With summer coming to a close, white-collar workers are gradually making their way back into a physical office, at least part of the time. Americans spent 30 percent of their paid work days at home in July, down from 51 percent during the same period two years ago. Most employees who are able to work from home were going into the office at least part of the week, and the average number of days they expected to go into an office each week had risen to 2.4, up from just under two last year.
But the workspaces employees are returning to may look very different from the cubicles they left in March 2020. More employers are realizing “hybrid is going to be the way of the future,” says Gerald Kane, a professor of management information systems at the University of Georgia. “So now it’s about rethinking what that office looks like.” For some companies that means downsizing or ditching the office altogether, while others have invested in office features that allow for more flexibility.
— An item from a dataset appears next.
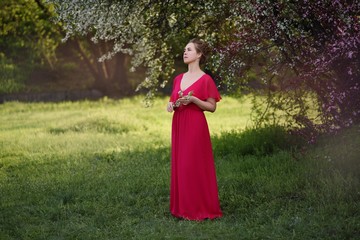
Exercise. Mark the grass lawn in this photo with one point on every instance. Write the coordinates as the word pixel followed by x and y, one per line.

Workers no longer “live” in the office
For years, companies lured workers into spending much of their time in the office with perks such as free food, ping pong, massages, and on-site dry cleaning. But many firms are starting to cut back on these perks as workers spend less time in the office. For hybrid companies, the office has become “a place where people gather, not a place where they live,” says Melissa Swift, who advises workplace leaders on managing change at consulting firm Mercer, by email. “It’s a hub for collaborative or regimented activity.”
At Google’s new campus in Bay View, California, which opened in May, teams work in office spaces on the upper level while colleagues can collaborate in a more open area below. The design is meant to separate “focus and collaborative areas while still providing easy access to both,” the company said. Teams can rearrange the furniture and walls of their spaces from one week to the next to best accommodate the projects they’re working on. Google, which requires most employees to come in three days a week, is also designing “team pods” for all of its offices with chairs, desks, whiteboards, and storage units that can be easily set up and taken down.
Though not all companies have design budgets as hefty as Google’s, flexibility seems to be an important feature for any company with a hybrid work setup. Many big firms are foregoing assigned cubicles, according to a survey by furniture and technology company Steelcase, which found 89 percent of U.S. organizations with 10,000 or more employees are switching to more unassigned workstations.
This might mean firms turn to desk booking software to better manage traffic flows in the office. Others may look to invest in furniture designed specifically with flexibility in mind. Steelcase, for example, now sells hybrid-focused products “to support both focus work and collaboration,” including personal workspaces that can be adjusted to provide varying degrees of privacy, and walls that can be reconfigured or relocated.
While such arrangements are practical for hybrid work, they may not sit well with all workers. A survey by Morning Consult found just 17 percent of employed U.S. adults would prefer so-called hot desking, without a workspace to call their own, compared to 68 percent who preferred an assigned desk. The CEO of Danish furniture manufacturer Carl Hansen & Søns, Erik Hansen, lamented more impersonal office set-ups in an interview with Quartz last June. “It’s part of our culture that you have a chair, a table, and an area where you can develop your work,” he said. “When that disappears, I wonder if your loyalty to the company might disappear too.”
Putting remote workers on an even playing field
Another consideration for hybrid companies is improving collaboration when some employees are in the office, and others are working from home. “Companies are starting to wrestle, mightily, with the hybrid tech challenge—making it seamless to transition technologically between home and office, which is no small feat,” says Mercer’s Swift.
Microsoft has tackled this issue by designing prototypes for its Teams video-conferencing software that features remote participants on a larger screen, positioned at eye-level with in-person participants.
“The risk of hybrid meetings is that in-person attendees become anonymous faces in a room, while remote attendees are left speaking into a void, not knowing if they are seen or heard, or how to jump in and take a turn,” said Jaime Teevan, chief scientist at Microsoft, on its website. The company said its new approach to Teams may help “emulate a more lifelike experience in the room.”
Zoom has experimented with similar approaches, developing a smart gallery feature to show individual video feeds of meeting participants gathered in the same room, so remote workers have a more clear view of who is participating from the office. As it happens, very few Zoom employees work regularly from the company’s San Jose headquarters, which no longer has cubicles and now functions more like an event space.
Earning workers’ commute
No matter how companies approach the hybrid workplace, Kane says business leaders will have to consider how to make the office somewhere worth going, given workers can always look into remote opportunities elsewhere.
“Employees are happy to go to the office, and actually want to go to the office, when there is the opportunity to be productive, and be together,” Kane says. The challenge for businesses in the coming months will be coming up with solutions that still allow employees a wide degree of flexibility, particularly since surveys show it’s a top concern for workers.
Furniture maker Steelcase’s director of global research communications Chris Congdon emphasized the stakes for employers back in February. “It’s not enough to simply re-open the office doors and offer a hybrid work policy,” he said. “Today’s office needs to earn the commute of employees.”